Todos na sala estavam quietos, olhando para mim como se eu fosse outra pessoa.

- Vai se foder você Juliana, sua imatura irresponsável! Espero que um dia, você veja que essa sua carreira na música não é o certo pra você! - ele gritou

- Enfia a sua opinião no cu! Não quero saber. E outra, eu vou pra Toronto sim! Quero ver quem vai me impedir! Seu otário! Se for preciso, eu levo a puta que te pariu pro Canadá! Levo papagaio, periquito, cachorro, gato, o que eu quiser. Se você se incomoda com a minha presença, por favor morra. - Continuei chorando de raiva, de ódio, eu só queria socar a cara do imprestável que eu chamava de irmão.

- Ok, Juliana Souza. Você quer assim, vai ser assim. Eu vou fazer da sua vida um inferno. - disse o imprestável do meu irmão - Mas não espere que...

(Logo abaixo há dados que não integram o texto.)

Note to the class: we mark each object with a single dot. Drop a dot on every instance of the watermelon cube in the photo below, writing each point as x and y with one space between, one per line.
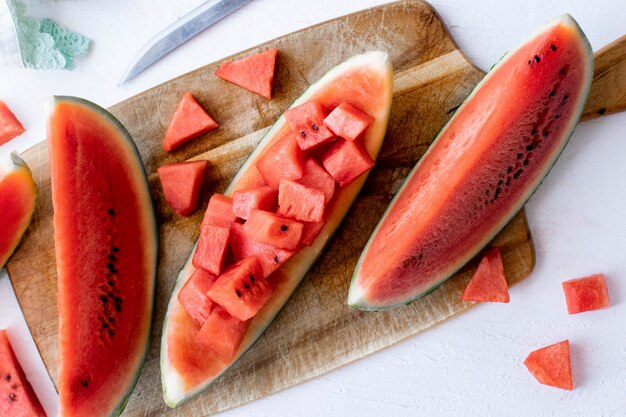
345 161
262 198
307 123
315 176
488 284
347 121
585 294
190 120
241 289
181 183
551 365
222 333
211 249
219 211
268 256
282 160
300 202
193 295
272 229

Não deu tempo de ele terminar de falar, pois eu simplesmente joguei o telefone na parede. Todos ficaram ainda mais chocados, quando eu levantei tremendo e buscando o maço de Hollywood no bolso da minha calça de moletom, acendendo com o isqueiro e em seguida passando as mãos pelo meu cabelo. Tirei duas notas de 50 do bolso e dei pro Samuel, que era quem havia comprado o telefone.

- Isso paga o telefone e ainda sobra pra gasolina do carro. - Eu disse, com a voz trêmula e subindo pro meu quarto em seguida.

- Ju, meu amor, espera! - Valéria gritou, vindo atrás de mim - O que o John te falou dessa vez? - disse entrando em meu quarto.

Eu não consegui segurar, enquanto eu fumava o meu cigarro eu só conseguia chorar. Era difícil imaginar que a pessoa que me levava pro playground, que me dava chocolate todas as noites e dizia pra mim que a fada do dente existia, era a pessoa que menos acreditava em mim.

Eu consegui resumir a história pra Valéria entre alguns soluços, fumei o maço de cigarro todo, no último cigarro eu já não tinha mais lágrimas pra chorar. Todos os meninos passaram pra ver como eu estava, antes de dormir, menos Bento. Ele não havia nem se importado em passar por lá.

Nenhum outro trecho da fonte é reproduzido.